How will women-owned small businesses be affected by the looming tax hikes (set to take effect in 47 days)?
For starters, small businesses will be hit with increases at the top rates.
- Many small businesses are not structured as corporations, and their owners file as individual taxpayers – meaning they could be subject to any increase in taxes levied against the top two income brackets.
- According to Americans for Tax Reform, two-thirds of small business profits would be impacted by the upper-bracket tax hikes.
- Profitable small businesses are the ones who do the hiring and purchasing.
Many small businesses are women-owned.
- According to an October 2010 Department of Commerce report, in 2007 (the most recently available data) 30 percent of all non-farm, privately held U.S. firms were women-owned -7.8 million – which accounted for sales/ receipts of $1.2 trillion. Women-owned firms employed 7.6 million workers. Between 1997 and 2007, the number of women-owned businesses grew 44 percent, (twice as fast as men-owned businesses) and added approximately 500,000 jobs.
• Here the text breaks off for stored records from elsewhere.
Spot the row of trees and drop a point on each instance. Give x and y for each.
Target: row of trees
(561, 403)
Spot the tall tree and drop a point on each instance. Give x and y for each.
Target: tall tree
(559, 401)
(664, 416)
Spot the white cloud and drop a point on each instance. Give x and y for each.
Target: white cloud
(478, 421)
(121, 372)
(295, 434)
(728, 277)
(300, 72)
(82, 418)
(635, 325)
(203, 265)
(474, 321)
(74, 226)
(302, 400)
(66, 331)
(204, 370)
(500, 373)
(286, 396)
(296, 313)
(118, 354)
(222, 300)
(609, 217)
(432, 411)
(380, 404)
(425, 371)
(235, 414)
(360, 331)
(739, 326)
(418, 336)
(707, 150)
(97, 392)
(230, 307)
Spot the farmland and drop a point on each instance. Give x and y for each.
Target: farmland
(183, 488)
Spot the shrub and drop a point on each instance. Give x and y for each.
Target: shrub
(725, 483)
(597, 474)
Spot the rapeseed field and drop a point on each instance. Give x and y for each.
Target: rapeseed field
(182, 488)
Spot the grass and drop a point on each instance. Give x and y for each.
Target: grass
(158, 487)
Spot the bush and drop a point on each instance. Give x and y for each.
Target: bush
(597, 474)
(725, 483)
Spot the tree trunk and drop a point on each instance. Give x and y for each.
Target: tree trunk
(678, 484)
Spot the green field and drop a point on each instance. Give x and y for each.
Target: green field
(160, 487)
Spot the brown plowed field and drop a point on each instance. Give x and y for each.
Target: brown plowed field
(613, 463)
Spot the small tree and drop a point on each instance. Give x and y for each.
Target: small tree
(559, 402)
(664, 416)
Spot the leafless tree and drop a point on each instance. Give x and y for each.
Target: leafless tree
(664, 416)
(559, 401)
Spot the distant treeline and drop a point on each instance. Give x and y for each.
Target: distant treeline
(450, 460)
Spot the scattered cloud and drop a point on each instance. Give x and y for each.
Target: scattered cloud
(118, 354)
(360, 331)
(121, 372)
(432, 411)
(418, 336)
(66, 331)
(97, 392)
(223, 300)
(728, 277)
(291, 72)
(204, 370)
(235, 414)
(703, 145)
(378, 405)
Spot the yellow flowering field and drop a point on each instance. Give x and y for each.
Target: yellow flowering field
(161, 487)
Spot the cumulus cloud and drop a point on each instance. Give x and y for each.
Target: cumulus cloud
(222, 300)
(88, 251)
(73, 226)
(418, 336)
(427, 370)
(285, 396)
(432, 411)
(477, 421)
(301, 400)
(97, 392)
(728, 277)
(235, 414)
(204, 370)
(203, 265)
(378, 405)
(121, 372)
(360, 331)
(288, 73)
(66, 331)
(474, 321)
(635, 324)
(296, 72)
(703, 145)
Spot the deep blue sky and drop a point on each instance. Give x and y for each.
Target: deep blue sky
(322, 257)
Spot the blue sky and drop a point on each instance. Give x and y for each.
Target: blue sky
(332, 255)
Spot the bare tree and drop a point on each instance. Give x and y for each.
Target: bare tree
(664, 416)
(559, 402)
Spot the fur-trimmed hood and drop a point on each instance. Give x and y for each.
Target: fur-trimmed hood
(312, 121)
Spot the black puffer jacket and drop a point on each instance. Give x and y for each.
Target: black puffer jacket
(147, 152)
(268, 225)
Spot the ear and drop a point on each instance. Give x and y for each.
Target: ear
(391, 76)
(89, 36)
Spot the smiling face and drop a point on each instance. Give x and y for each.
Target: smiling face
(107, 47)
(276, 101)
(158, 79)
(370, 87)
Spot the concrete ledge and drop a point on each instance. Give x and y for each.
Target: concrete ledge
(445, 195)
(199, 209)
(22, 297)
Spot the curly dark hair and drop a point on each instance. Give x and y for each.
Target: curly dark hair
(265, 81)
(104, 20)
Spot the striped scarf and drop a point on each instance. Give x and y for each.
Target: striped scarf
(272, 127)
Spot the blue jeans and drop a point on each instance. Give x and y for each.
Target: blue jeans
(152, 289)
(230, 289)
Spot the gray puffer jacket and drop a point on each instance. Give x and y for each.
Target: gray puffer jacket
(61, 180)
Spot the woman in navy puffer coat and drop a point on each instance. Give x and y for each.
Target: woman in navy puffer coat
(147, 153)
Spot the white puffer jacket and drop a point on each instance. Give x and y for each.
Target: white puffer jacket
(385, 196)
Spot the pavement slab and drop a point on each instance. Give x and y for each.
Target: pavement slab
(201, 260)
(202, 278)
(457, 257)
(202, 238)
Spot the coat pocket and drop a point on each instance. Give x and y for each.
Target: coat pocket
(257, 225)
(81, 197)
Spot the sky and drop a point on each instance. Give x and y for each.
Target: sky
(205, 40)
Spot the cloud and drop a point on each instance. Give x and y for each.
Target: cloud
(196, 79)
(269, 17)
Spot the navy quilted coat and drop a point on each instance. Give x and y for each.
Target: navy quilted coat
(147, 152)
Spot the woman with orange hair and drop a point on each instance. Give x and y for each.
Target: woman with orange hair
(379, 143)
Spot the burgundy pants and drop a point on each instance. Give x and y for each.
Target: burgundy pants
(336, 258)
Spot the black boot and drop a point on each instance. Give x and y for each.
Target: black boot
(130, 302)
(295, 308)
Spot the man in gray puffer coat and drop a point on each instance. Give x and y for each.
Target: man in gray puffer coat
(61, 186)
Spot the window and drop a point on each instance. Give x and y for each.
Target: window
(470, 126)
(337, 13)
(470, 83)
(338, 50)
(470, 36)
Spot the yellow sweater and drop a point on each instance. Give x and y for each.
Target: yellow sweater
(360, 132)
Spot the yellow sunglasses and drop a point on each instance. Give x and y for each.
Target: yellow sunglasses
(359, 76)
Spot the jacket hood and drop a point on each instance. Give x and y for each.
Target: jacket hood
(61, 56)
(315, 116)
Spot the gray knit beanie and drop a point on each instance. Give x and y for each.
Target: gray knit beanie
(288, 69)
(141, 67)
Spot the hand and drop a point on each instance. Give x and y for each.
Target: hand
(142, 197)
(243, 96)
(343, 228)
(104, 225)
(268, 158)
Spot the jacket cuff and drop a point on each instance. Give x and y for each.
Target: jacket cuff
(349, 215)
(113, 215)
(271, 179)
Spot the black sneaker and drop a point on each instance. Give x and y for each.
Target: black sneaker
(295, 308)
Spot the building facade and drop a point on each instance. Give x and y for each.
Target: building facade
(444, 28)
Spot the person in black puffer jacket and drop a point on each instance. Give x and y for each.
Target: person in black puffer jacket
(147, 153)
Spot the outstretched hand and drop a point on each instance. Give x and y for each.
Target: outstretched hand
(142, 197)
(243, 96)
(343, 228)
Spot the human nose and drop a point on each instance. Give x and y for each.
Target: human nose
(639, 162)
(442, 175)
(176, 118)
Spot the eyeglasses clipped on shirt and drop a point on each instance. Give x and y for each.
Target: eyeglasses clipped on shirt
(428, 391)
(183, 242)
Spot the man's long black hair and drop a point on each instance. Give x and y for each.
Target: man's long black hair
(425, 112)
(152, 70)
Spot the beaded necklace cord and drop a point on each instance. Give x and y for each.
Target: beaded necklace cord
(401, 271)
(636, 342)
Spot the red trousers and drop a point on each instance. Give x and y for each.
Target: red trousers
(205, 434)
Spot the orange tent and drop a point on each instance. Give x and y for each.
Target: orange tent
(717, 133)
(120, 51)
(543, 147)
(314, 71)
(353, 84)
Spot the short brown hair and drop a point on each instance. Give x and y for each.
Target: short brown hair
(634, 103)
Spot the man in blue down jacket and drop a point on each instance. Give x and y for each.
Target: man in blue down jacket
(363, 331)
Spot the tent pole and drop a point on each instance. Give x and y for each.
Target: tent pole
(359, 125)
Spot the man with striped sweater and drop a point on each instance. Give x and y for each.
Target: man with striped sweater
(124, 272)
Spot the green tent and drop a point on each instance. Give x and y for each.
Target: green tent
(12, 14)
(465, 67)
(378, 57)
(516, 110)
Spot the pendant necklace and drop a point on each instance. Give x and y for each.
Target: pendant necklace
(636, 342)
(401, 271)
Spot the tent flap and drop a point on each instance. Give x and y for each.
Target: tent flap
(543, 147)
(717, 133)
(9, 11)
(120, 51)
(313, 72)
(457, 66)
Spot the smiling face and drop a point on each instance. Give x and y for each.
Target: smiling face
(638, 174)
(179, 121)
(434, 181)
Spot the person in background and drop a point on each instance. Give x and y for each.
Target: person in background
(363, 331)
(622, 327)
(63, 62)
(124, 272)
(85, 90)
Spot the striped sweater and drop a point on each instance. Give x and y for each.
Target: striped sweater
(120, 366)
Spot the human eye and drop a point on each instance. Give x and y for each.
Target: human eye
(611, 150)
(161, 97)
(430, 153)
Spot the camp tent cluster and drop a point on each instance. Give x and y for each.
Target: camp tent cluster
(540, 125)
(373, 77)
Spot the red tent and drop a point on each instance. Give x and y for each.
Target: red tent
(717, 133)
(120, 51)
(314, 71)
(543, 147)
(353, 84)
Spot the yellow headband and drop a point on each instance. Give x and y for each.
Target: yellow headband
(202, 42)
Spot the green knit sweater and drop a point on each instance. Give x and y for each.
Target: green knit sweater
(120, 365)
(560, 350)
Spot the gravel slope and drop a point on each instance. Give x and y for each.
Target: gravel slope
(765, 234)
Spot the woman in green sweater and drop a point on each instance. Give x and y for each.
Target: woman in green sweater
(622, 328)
On average, women-owned businesses have narrower operating margins, and are thus even more vulnerable to tax hikes that cut into their bottom line. As I pointed out in a Stiletto Nation article a few weeks ago:
…[W]omen-owned businesses are often smaller than men-owned businesses, and “average sales/receipts for women-owned businesses are only 25% of average sales/receipts for men-owned businesses.” With a narrower margin, piling on additional costs can mean the difference between staying open or shutting the doors.
To get our economy back on track, our small businesses (both women- and men-owned!) need to be able to keep more of their own money to reinvest in hiring, capital, expansion, and innovation. In addition, they need the certainty that permanent tax rates would provide – not just a temporary extension of a year or two that would merely delay the inevitable.